Softbridge v2 Softbridge stack
For the Softbridge v2 prototype, bridging was not necessary at the lower three Softbridge stack layers. We used this prototype and several client interfaces to conduct an experiment with a Deaf user.

Evaluate Action

We found that the Deaf user treated the IM client like a Teldem. He was not aware that characters were not being sent one at a time, but rather in page mode, or one message at a time. He also used the GA terminator as if in half-duplex mode. He informed us that Deaf users would type English slowly, and likely with SASL grammar. He gave us some examples, and of course, the TTS engine could only pass on what it received. On the hearing side, TTS messages arrived unexpectedly. The natural rhythmic exchanges in voice conversation were disrupted by the delays caused by typing time and TTS conversion.

Reflection

Our intermediary had long urged us to test the prototype with real Deaf users; that building solutions in the laboratory was pointless. The compromise was to test a solution in the laboratory with a Deaf user. We had emphasised the Deaf user interface, but learned that we also had to address the needs of hearing users. A case in point was the way that the TTS speech appeared without warning. The Deaf user had a persistent textual representation of the conversation in the IM interface. However, a hearing user with an audio-only interface was at a disadvantage not being able to see the conversation in order to rescue the misunderstandings due to spelling/grammar mistakes and poor ASR conversion.

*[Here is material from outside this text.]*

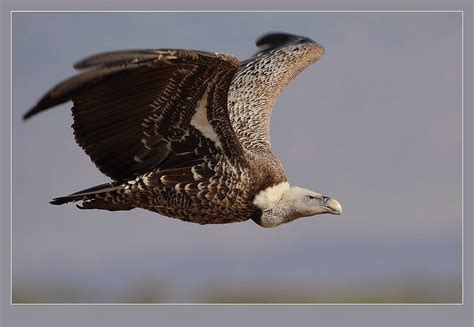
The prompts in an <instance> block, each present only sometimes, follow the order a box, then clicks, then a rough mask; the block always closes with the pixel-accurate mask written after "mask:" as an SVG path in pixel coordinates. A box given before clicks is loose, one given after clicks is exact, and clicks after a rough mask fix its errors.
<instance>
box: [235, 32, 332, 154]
mask: <svg viewBox="0 0 474 327" xmlns="http://www.w3.org/2000/svg"><path fill="white" fill-rule="evenodd" d="M256 44H257V46H258V47H259V48H260V49H261V50H260V51H259V52H258V53H257V54H256V55H255V56H254V57H253V58H250V59H248V60H246V61H244V62H242V63H241V68H240V70H239V72H238V73H237V74H236V75H235V76H234V79H233V81H232V84H231V86H230V89H229V101H228V103H229V115H230V119H231V121H232V126H233V127H234V130H235V132H236V134H237V135H238V138H239V140H240V142H241V144H242V146H243V147H244V148H247V149H250V150H256V149H260V150H263V151H265V152H267V153H271V149H270V115H271V113H272V108H273V105H274V104H275V102H276V99H277V97H278V95H279V94H280V93H281V92H282V91H283V89H284V88H285V87H286V86H287V85H288V83H290V81H291V80H293V79H294V78H295V77H296V76H297V75H298V74H299V73H300V72H301V71H303V70H304V69H305V68H306V67H308V66H309V65H310V64H312V63H314V62H315V61H317V60H319V59H320V58H321V57H322V56H323V54H324V49H323V47H321V46H320V45H319V44H317V43H316V42H314V41H313V40H311V39H309V38H307V37H303V36H298V35H292V34H286V33H272V34H267V35H265V36H263V37H261V38H260V39H258V40H257V41H256Z"/></svg>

The MSc student had devoted a substantial amount of time to the technical implementation of the Softbridge prototype and its clients. He managed to bridge voice from the Jabber-based platform to an H.323 soft phone client. Unfortunately, the effort ceased prematurely before an intended H.323 gateway was provided to connect the system to the PSTN.Implementation interruptions of this sort had happened several times already because the lead programmer was an MSc student who either graduated or terminated their studies.